People like Hall of Famer Hank Aaron.
He wrote a book called I Had a Hammer.
He said when he was in the Sally League, the Southern League, around the same time Jackie Robinson was breaking the modern major leagues, He was facing serious discrimination.
The newspapers wouldn't even print the pictures of the ballplayers.
If you were caught out at night, you could be arrested.
Don't even think about trying to flag a cab.
That's what people like Hank Aaron and Bob Gibson went through, which explains why Bob Gibson said at the beginning of his career he was so angry.
Well, anger came from racism.
Of course it did.
But racism was a way of life.
That it was stuff that I had to deal with on a day-to-day basis.
I didn't every once in a while go somewhere and all of a sudden there it was.
No, it was there and it followed me all the way through my childhood and not just through the childhood, through the first part of my major league career.
It was there.
How many of the young blacks preaching and teaching about racism in America experienced anything like Bob Gibson?
Answer, none.
And it is an insult to that generation to act as if the obstacles facing your generation are just as serious.
They are not.
Finally, I got a lovely letter from someone who asked me whether or not I was an athlete growing up.

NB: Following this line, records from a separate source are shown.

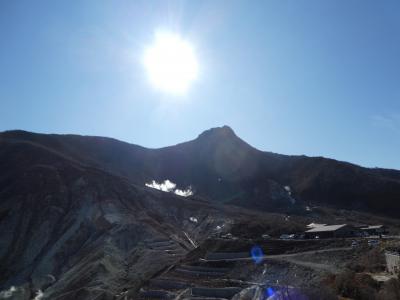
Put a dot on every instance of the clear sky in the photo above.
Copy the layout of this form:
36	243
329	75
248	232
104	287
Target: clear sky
320	78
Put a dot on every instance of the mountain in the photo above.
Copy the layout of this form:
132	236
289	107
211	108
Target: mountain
78	232
220	167
78	222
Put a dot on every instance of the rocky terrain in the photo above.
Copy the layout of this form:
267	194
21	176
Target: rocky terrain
77	220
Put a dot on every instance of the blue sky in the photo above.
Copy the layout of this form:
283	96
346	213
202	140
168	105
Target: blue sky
320	78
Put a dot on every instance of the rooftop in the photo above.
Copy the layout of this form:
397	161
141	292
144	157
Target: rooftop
373	227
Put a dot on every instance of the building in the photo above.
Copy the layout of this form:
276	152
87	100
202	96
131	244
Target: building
393	261
330	231
374	229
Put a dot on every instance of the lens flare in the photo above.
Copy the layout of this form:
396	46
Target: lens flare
257	254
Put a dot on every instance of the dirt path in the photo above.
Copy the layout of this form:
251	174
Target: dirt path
281	256
291	258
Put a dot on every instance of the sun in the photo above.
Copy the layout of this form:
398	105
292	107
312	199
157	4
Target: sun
170	63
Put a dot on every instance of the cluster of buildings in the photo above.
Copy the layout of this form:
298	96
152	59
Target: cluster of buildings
343	230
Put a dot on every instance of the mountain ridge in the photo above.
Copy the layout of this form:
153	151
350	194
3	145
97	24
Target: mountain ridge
221	167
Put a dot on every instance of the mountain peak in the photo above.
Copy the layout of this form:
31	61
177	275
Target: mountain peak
219	132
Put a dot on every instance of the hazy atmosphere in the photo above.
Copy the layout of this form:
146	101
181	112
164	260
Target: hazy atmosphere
319	78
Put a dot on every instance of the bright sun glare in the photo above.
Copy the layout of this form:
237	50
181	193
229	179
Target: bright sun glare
171	63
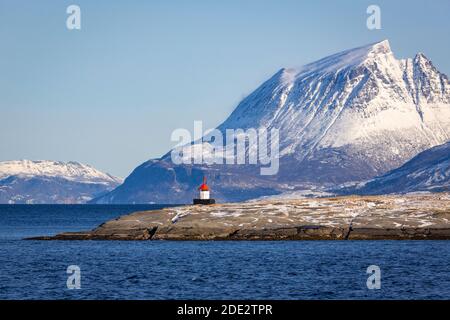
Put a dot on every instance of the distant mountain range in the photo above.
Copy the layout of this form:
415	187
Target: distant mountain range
51	182
428	171
348	117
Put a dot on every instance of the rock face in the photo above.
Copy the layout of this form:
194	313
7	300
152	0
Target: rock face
348	117
341	218
52	182
428	171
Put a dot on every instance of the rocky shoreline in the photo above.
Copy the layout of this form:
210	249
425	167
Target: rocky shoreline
393	217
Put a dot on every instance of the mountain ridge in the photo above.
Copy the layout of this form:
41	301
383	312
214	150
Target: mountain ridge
347	117
51	182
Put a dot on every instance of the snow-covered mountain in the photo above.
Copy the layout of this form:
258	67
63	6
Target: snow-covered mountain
428	171
348	117
26	181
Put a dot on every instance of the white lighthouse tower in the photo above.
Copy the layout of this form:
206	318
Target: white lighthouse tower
204	197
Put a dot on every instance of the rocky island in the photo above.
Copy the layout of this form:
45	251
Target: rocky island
415	216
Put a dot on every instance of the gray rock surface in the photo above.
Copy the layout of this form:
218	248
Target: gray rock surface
420	216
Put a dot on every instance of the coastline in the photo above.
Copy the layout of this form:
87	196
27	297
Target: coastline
386	217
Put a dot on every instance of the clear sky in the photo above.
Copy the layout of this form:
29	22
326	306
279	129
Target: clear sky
111	93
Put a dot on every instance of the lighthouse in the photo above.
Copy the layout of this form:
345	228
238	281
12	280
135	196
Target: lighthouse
204	197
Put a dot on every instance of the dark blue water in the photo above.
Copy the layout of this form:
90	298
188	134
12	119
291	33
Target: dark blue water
205	270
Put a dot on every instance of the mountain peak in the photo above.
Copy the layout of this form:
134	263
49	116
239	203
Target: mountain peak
380	47
72	170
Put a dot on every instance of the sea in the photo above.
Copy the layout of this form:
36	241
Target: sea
205	269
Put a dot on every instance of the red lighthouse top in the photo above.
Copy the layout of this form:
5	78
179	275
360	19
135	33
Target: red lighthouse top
204	186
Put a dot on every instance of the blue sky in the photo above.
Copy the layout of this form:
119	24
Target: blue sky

Well, if you consider two years in the Little League to be athletic, then I guess I was.
I wasn't that good.
They had me in right field where they put kids if they don't want the ball to come near them because most kids are right-handed and hit the ball to left field.
So there I am in right field, and there is a meeting on the mound.
And it went on and on and on.
And I'm in right field.
I decided to go in and find out what they were talking about.
So I get halfway there, and our coach, Mr.
Cooper, says, Elder, what are you doing?
And I said, I wanted to find out what you guys were talking about.
He said, get your black butt back out in the outfield and don't be so exuberant.
I said, what does exuberant mean?
He said, look it up!
Now, fast forward.
The great Elderski gets to throw out the first pitch at Dodger Stadium.
But before I show it to you, I want to show you the first pitch by 50 Cent and John Wall, the former number one pick from the NBA. You tell me who kept it real.
Well, that is 50 Cent.
Curtis Jackson.
Curtis Jackson.
And his first pitch was not great.
Just a bit outside.
What can you say?
You think he opened up a little early?
Yeah.
Look at that French shoulder?
It's good.
He never had a choice between playing for the Mets or being a rapper.
It's time for today's ceremonial first pitch.
To do the honors, we welcome an L.A. native who is known as the Sage of South Central.
He's a best-selling author and radio talk show host that can currently be heard Monday through Friday mornings from 9 a.m. until noon on 790 KVC.
Please welcome Larry Elder.
Thank you.
Thank you.
Oh, the warming up?
I don't think they do that, my friend.
Thank you.
Thank you.
I appreciate you.
Ste-rike!
Right over the plate!
And did I mention that John Wall was the number one draft pick for the NBA? They should have picked me!
I'm Larry Elder, and this has been the Larry Elder Show for Epoch Times.